I’ve scraped pretty much the entire project and started over. The project is now called Quartz becuase it’s similar to the vaporware (?) Basalt python library described here. I thought that quartz is a nice name because it haZ all da Qool LetterZ and also because I initially tried to make it plotting-agnostic and something one could use just to draw figures. It turns out that supporting non-trivial plots actually required the whole thing to be plot-oriented, but now it’s too inconvenient to change the name.

The basic idea is that Quartz converts your instructions on how to draw a plot into linear progamming constraints, which it then solves using my Dantzig library (very unstable, and only supports Linux at the moment). Dantzig uses an open source linear programming solver which is bundled as a binary in the source.

Unfortunately, once part of your program is based on constraint solving, then all your program must be based on constraint solving, which means that there is no compatibility between Quartz and Playfair. I believe that constraint solving is probably more extensible and even composable, but it’s definitely a bit harder to implement than the naïve version.

One of the good parts is that although I still use typst as a rendering engine, I now perform all layout calculations in Elixir based on the text dimensions returned by Typst (determining text layout is impossible in Elixir, but actually very easy in Typst). You’re not meant to be able to query typst for object dimensions, but it’s very easy to do by intentionally raising an exception inside typst and then parse the error logs.
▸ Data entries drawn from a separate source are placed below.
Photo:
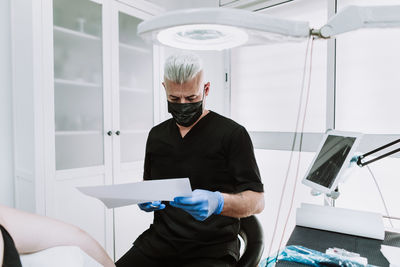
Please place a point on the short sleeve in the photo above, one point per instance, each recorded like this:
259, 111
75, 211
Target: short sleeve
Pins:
242, 162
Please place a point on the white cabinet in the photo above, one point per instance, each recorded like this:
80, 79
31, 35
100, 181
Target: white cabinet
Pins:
83, 105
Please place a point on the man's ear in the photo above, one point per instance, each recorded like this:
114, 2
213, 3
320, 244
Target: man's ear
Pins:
206, 88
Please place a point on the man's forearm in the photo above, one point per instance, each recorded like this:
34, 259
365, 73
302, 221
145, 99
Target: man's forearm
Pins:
243, 204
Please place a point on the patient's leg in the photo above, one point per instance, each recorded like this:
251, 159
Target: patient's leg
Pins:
1, 249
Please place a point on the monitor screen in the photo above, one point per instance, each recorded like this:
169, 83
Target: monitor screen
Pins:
330, 160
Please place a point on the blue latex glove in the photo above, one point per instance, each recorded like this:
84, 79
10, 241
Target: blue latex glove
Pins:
151, 206
201, 204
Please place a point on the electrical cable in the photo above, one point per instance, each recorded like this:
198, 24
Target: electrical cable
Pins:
292, 148
380, 193
300, 147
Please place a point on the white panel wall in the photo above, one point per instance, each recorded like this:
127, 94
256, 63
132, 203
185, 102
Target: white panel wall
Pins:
368, 93
6, 133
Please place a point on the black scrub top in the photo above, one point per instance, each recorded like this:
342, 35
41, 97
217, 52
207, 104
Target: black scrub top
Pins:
11, 256
216, 155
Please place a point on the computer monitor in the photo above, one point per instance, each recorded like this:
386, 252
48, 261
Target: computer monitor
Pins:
332, 158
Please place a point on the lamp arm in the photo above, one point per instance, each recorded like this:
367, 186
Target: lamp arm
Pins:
356, 17
362, 164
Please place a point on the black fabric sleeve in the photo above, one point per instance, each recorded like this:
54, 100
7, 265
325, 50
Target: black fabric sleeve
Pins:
242, 162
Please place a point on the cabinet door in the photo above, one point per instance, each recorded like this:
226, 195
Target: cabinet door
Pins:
133, 117
82, 115
78, 84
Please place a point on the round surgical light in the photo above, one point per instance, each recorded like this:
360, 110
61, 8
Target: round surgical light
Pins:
203, 37
219, 28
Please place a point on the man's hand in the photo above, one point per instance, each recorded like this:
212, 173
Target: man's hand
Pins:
151, 206
201, 204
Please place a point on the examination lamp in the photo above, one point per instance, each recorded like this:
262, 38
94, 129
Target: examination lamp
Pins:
219, 28
224, 28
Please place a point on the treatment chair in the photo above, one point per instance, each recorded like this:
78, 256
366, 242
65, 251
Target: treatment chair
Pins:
252, 234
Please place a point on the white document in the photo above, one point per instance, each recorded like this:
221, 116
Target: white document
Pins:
392, 254
346, 221
120, 195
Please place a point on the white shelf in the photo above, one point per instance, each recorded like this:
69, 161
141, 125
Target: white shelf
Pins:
66, 133
62, 30
134, 48
135, 90
75, 83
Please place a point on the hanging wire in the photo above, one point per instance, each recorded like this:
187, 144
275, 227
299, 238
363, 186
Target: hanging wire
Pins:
292, 149
300, 147
380, 193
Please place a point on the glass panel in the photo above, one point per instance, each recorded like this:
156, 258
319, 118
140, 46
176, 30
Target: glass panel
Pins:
136, 89
78, 95
266, 80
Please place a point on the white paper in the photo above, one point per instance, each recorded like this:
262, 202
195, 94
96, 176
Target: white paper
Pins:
392, 254
346, 221
120, 195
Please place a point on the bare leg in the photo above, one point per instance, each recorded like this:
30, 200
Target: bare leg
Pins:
1, 249
32, 233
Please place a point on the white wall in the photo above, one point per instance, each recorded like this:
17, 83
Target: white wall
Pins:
6, 126
179, 4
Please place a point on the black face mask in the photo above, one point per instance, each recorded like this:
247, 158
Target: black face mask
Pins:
185, 114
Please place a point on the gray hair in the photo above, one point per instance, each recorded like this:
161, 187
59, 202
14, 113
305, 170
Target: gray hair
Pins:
182, 67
The fact that just before generating the typst code you have access to all object dimensions might be useful in the futuren for some “post processing” just before sending the output to typst.
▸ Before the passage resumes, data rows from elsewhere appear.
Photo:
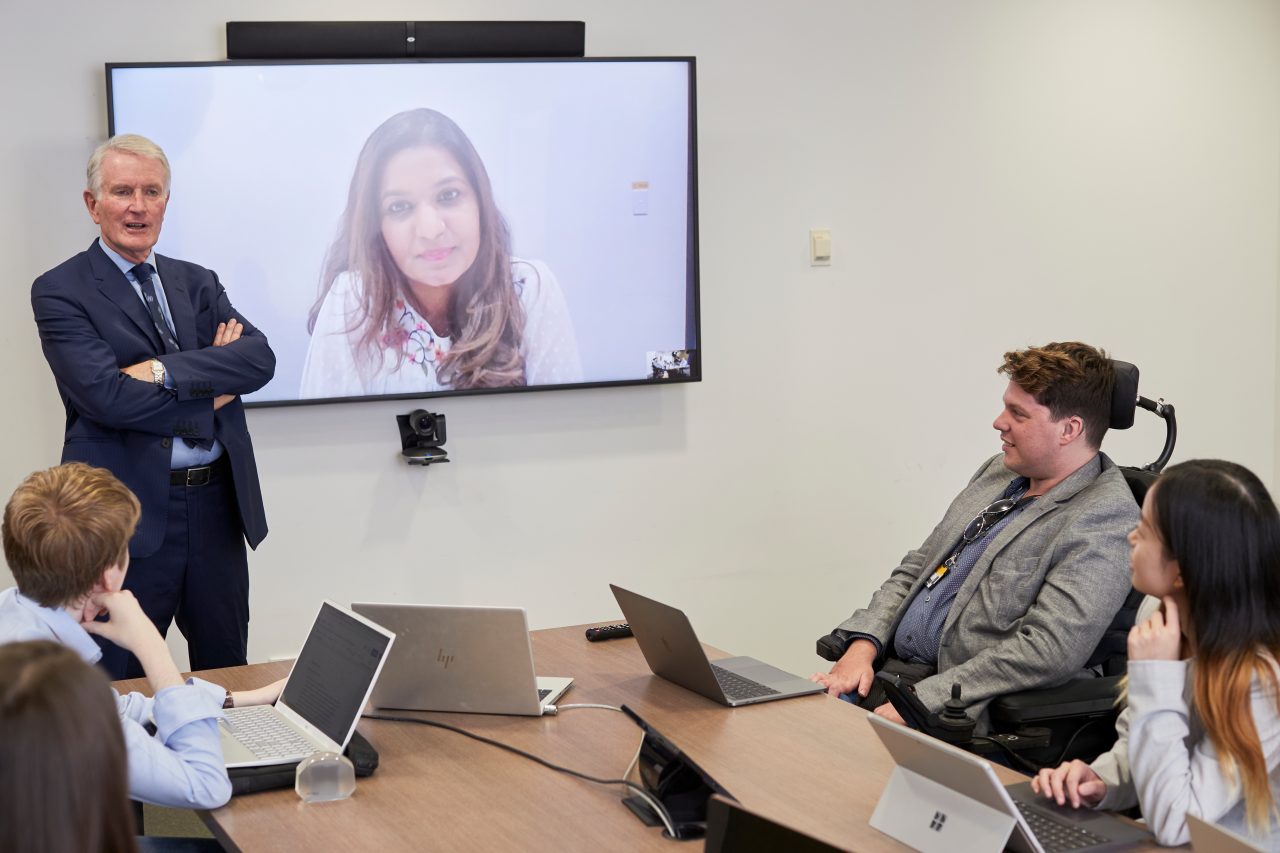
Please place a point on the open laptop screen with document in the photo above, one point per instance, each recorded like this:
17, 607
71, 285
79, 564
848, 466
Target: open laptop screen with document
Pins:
332, 676
323, 697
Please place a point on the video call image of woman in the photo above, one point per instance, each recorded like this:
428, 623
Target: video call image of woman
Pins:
420, 291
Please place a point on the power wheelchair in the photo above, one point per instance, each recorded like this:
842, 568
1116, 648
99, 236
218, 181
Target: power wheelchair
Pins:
1046, 726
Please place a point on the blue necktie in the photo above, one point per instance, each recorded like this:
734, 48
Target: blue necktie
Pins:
142, 272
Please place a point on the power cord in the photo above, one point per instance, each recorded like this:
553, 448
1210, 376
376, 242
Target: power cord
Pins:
659, 810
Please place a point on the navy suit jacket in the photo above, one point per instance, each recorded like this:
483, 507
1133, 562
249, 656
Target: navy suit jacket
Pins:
92, 323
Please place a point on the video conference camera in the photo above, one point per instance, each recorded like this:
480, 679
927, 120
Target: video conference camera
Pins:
423, 437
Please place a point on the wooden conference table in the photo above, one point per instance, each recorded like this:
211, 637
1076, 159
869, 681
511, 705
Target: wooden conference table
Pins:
812, 763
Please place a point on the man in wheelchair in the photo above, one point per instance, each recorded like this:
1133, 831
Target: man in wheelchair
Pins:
1016, 584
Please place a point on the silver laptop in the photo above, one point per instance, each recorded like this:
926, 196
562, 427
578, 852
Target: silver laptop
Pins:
1211, 838
672, 651
941, 799
476, 660
321, 701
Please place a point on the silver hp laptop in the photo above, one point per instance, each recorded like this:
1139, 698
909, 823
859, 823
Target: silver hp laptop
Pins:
672, 651
321, 701
1211, 838
941, 799
476, 660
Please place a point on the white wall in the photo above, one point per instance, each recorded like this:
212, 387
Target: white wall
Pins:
995, 174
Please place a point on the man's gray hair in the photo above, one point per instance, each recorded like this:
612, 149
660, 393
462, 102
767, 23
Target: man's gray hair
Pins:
124, 144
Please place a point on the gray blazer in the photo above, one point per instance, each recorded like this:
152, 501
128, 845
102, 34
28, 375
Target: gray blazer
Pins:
1037, 602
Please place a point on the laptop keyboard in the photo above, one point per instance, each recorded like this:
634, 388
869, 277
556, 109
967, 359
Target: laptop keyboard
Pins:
737, 688
1055, 835
264, 733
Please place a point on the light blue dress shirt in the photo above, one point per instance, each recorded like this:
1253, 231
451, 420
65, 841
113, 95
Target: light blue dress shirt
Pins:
182, 765
183, 455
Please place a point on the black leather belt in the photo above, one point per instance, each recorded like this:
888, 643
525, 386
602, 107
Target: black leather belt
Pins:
200, 475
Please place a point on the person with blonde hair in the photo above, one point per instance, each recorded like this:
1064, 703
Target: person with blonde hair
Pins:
65, 537
150, 360
420, 291
1201, 733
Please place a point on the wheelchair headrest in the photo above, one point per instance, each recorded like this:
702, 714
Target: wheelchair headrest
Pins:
1124, 396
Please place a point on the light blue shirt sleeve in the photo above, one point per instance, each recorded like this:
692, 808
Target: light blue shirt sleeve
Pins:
182, 765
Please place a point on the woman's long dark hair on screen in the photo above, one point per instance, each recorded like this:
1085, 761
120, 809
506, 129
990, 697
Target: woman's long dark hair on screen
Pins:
485, 313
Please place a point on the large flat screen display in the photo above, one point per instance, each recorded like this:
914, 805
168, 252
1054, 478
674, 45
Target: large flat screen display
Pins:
419, 228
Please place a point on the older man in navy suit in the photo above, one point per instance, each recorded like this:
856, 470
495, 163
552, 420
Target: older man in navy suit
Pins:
150, 360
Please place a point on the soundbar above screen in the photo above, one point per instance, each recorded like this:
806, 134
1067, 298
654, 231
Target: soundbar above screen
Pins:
414, 228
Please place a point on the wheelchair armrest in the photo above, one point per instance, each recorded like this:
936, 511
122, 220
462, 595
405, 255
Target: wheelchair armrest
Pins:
1080, 697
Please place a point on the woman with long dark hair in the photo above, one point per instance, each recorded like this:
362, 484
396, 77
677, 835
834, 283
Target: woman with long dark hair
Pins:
420, 291
63, 771
1201, 734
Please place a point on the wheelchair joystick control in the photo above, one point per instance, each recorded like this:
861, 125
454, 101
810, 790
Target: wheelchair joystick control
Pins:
954, 717
954, 708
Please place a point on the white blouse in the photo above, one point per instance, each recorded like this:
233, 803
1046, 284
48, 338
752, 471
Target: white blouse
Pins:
549, 347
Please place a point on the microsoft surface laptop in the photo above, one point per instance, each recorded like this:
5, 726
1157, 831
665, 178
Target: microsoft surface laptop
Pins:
476, 660
323, 697
941, 799
672, 651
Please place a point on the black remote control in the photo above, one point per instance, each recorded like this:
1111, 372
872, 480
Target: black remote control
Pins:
608, 632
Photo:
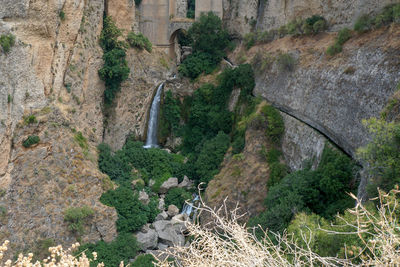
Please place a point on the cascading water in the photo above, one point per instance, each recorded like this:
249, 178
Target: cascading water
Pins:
153, 119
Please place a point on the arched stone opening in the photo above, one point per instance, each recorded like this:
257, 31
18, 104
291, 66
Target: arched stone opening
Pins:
175, 49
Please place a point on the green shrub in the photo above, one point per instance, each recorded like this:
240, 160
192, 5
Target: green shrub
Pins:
286, 62
62, 15
31, 140
115, 69
343, 36
77, 218
81, 140
177, 197
123, 248
7, 41
139, 41
277, 171
363, 24
145, 260
275, 124
334, 49
132, 214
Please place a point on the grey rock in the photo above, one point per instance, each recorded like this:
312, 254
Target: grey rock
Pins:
144, 197
169, 233
147, 240
186, 183
170, 183
162, 216
172, 210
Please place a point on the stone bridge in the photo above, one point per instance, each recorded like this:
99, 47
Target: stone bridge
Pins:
161, 20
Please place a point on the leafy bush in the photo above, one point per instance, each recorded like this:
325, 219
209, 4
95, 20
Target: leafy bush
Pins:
31, 140
30, 119
177, 197
115, 69
209, 40
139, 41
145, 260
123, 248
77, 218
132, 214
323, 191
382, 155
275, 123
286, 62
363, 24
7, 41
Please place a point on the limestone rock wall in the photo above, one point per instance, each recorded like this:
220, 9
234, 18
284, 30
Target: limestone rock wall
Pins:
334, 95
240, 16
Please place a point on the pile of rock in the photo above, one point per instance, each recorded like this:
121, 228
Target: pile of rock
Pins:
169, 227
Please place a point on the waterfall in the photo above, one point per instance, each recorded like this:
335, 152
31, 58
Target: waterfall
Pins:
153, 119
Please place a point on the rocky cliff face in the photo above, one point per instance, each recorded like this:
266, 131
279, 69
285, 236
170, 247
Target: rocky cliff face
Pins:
333, 95
241, 16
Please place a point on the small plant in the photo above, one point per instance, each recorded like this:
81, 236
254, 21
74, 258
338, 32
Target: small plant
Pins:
286, 62
30, 119
139, 41
363, 24
77, 218
7, 41
31, 140
62, 15
81, 140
Because it was so hard to reimplement everything in constraint solving, I can’t actually show a full plot yet, but I can show the outside decoratios of a plot (the actual data would go into the central square delimited by the solid lines. The dotted lines are the boundaries of the canvases into which Quartz divides the image.
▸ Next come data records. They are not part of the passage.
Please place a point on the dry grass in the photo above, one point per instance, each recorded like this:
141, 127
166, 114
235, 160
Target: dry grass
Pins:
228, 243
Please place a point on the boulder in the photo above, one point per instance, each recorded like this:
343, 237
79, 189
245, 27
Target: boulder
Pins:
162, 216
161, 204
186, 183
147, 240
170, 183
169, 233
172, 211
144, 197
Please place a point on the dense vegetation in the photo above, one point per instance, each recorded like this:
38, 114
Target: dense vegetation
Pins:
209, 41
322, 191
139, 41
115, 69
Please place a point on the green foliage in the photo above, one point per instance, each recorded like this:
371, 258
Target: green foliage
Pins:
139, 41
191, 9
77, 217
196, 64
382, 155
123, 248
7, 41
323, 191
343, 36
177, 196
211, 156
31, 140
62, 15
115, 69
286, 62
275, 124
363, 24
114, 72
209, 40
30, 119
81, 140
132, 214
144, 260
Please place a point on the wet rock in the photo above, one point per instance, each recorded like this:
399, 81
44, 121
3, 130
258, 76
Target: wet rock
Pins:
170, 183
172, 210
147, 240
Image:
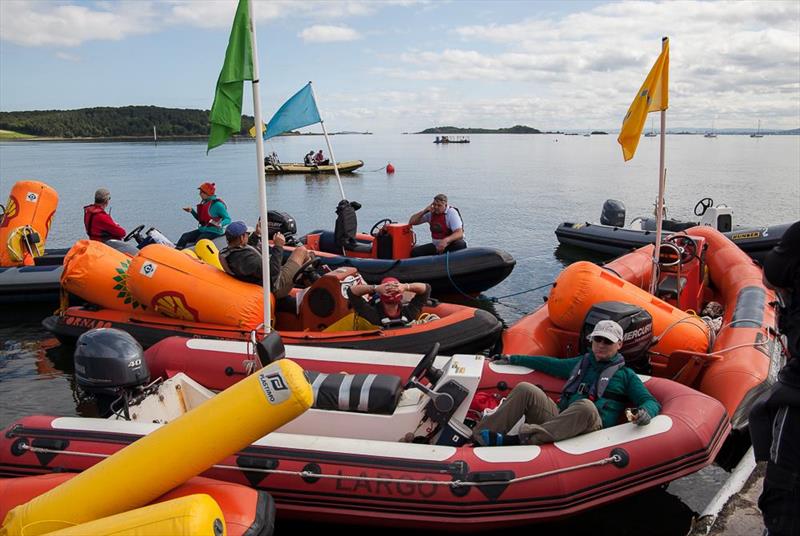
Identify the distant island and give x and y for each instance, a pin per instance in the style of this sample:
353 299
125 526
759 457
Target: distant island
516 129
120 123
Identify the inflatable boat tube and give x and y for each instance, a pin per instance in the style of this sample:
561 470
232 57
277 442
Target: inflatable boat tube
30 209
169 456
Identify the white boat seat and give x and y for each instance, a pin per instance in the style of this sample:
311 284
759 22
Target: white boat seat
363 393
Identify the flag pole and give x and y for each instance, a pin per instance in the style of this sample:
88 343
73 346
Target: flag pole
662 179
262 183
328 142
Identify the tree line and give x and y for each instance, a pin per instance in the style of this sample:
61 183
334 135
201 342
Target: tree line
107 122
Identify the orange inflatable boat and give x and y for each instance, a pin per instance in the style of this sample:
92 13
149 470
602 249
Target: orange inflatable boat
26 222
732 358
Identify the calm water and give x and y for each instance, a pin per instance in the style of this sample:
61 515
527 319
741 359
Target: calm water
512 191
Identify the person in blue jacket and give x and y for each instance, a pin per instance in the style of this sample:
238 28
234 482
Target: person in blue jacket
599 387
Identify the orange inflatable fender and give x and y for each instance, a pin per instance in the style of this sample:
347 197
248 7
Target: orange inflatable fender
178 286
583 284
29 211
98 274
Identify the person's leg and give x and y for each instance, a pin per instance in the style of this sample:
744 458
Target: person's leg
457 245
423 249
187 238
524 400
579 418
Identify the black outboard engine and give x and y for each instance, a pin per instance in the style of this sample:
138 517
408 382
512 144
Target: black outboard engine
281 222
109 364
613 213
637 328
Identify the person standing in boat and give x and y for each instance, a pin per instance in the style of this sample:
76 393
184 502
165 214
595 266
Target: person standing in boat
243 261
598 388
387 304
211 215
447 228
97 219
775 417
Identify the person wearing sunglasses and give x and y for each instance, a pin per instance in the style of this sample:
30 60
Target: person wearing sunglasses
598 389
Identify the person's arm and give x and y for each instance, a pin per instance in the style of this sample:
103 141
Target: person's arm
560 368
421 217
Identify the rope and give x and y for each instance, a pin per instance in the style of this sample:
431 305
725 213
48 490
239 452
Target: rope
309 474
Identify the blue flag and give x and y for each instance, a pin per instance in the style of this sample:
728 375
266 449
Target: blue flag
299 111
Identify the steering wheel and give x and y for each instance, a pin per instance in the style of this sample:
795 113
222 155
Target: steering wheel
684 248
309 270
133 233
703 205
423 367
375 228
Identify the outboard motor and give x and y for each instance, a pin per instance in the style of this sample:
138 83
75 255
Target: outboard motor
281 222
110 364
613 213
637 328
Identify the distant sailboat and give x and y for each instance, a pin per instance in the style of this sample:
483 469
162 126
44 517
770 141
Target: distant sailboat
712 133
652 133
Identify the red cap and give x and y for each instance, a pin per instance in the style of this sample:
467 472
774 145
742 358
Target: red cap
208 188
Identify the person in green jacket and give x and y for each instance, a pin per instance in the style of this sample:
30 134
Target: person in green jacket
598 389
211 215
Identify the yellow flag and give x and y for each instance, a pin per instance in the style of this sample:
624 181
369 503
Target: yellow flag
653 96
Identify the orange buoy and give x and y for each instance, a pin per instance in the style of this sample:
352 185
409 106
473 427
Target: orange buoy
26 222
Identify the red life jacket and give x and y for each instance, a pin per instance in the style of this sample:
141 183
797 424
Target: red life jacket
204 210
439 227
89 213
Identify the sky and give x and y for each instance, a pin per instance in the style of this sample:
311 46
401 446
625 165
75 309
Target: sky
406 65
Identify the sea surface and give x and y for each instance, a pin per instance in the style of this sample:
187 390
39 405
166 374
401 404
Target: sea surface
512 190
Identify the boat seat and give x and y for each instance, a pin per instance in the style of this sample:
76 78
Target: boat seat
668 288
363 393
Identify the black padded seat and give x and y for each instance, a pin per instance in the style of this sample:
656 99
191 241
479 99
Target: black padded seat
363 393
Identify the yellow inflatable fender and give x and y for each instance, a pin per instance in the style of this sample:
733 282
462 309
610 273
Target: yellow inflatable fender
208 252
171 454
197 514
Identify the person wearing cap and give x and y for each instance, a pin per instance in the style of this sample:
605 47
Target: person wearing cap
211 215
98 222
387 306
243 261
775 417
598 388
447 228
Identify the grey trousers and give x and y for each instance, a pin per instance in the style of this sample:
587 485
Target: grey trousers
543 423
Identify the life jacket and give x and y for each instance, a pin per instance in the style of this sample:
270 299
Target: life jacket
438 223
89 213
575 383
204 210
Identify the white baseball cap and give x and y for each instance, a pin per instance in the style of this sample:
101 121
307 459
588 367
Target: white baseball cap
608 329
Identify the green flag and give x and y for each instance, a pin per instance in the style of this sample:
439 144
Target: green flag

A very preliminary example of two plots side by side, with proportions specificed by the user:

The source code thath generates the figure above:

  def example() do
    use Dantzig.Polynomial.Operators
    alias Quartz.Figure
    alias Quartz.Plot2D
    alias Quartz.Length

    figure =
      Figure.new([width: Length.cm(16), height: Length.cm(6)], fn fig ->
        figure_width = fig.width

        _plot_task_A =
          Plot2D.new(id: "plot_task_A", left: 0.0, right: 0.55 * figure_width)
          # Use typst to explicitly style the title and labels ――――――――――――――――――――――――――――――――
          |> Plot2D.put_title("A. Task A")
          |> Plot2D.put_axis_label("y", "Y-label")
          |> Plot2D.put_axis_label("x2", "X2-label")
          |> Plot2D.put_axis_label("x", "X-label without $math$")
          |> Plot2D.finalize()

        _plot_task_B =
          Plot2D.new(id: "plot_task_B", left: 0.55 * figure_width + Length.pt(8), right: figure_width)
          # Use typst to explicitly style the title and labels ――――――――――――――――――――――――――――――――
          |> Plot2D.put_title("B. Task B")
          |> Plot2D.put_axis_label("y", "Y-label")
          |> Plot2D.put_axis_label("x2", "X2-label")
          |> Plot2D.put_axis_label("x", "X-label (with  math: $x^2 + y^2$)", text: [escape: false])
          |> Plot2D.finalize()
      end)

    Figure.render_to_pdf!(figure, "example.pdf")
  end

Unlike Playfair, in which almost everything is pure and referentially transparent, with very little use of the process dictionary, Quartz is an imperative monster which invisibly builds a linear program behind your back inside the process dictionary. It does try to hide this fact very well. As a user, you never need to know that anything is happening inside the process dictionary. It does make it very hard to generate plots in parallel, though (but it’s definitely something I could address in the future).

Plans for the future

The fact that Quartz has access to a linear programming solver means I can have more advanced layouts almost for free, and it makes it very easy to deal with variables whose value is substitued later (it’s basically lazy evaluation implemented on top of a linear programming solver). The main problem is that Quartz may raise an error if you tell it to draw something impossible. Supposedly, this can only be triggered by the user if the user tries to draw a figure which is too small for the fixed-size elements it contains.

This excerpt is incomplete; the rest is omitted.